Stand: 20.07.2014 09:45 Uhr

Uwe Johnson - Dichter der deutschen Teilung

von Irene Altenmüller
Undatierte Aufnahme des Schriftstellers Uwe Johnson © dpa Foto: Binder
Uwe Johnson setzte mit seinen Romanen neue stilistische Maßstäbe in der Literatur.

Uwe Johnson gilt als derjenige deutsche Autor, der die Spaltung Deutschlands und seine Folgen für den Einzelnen am konsequentesten ins Zentrum seines Schaffens gestellt hat. Er selbst lernte beide deutsche Staaten kennen, kam als Flüchtlingskind nach Mecklenburg und kehrte der DDR als junger Schriftsteller den Rücken. Doch auch in der Bundesrepublik wurde er nie ganz heimisch. Vor 80 Jahren, am 20. Juli 1934, kam er zur Welt.

Die letzten zehn Jahre bis zu seinem Tod am 23. Februar 1984 verbrachte Johnson, der bis heute als einer der wichtigsten Schriftsteller Mecklenburgs gilt, in Sheerness-on-Sea, einem kleinen Ort nahe der Themsemündung in der englischen Grafschaft Kent.

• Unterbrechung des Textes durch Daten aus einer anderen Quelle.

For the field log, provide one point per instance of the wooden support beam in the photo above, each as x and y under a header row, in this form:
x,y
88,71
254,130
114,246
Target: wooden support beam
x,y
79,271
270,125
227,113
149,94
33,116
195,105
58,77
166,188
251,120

Vom Flüchtlingskind zum gefeierten Autor

Uwe Johnson hat in seinem Leben mehrmals die Wohnorte gewechselt - nicht immer freiwillig. Johnson wird im pommerschen Kammin, im heutigen Polen, geboren. 1945 flieht er mit Mutter und Schwester nach Mecklenburg. Sein Vater war von der Roten Armee interniert worden und wird 1948 für tot erklärt. Die Familie baut sich eine neue Existenz in Güstrow auf, wo Johnson das Abitur macht. Er studiert zunächst in Rostock, wird jedoch exmatrikuliert, weil er eine Kampagne gegen die evangelische "Junge Gemeinde" öffentlich kritisiert. 1953 wird Johnson wieder an der Universität zugelassen. Er setzt sein Germanistik-Studium in Leipzig fort und macht dort 1956 sein Diplom.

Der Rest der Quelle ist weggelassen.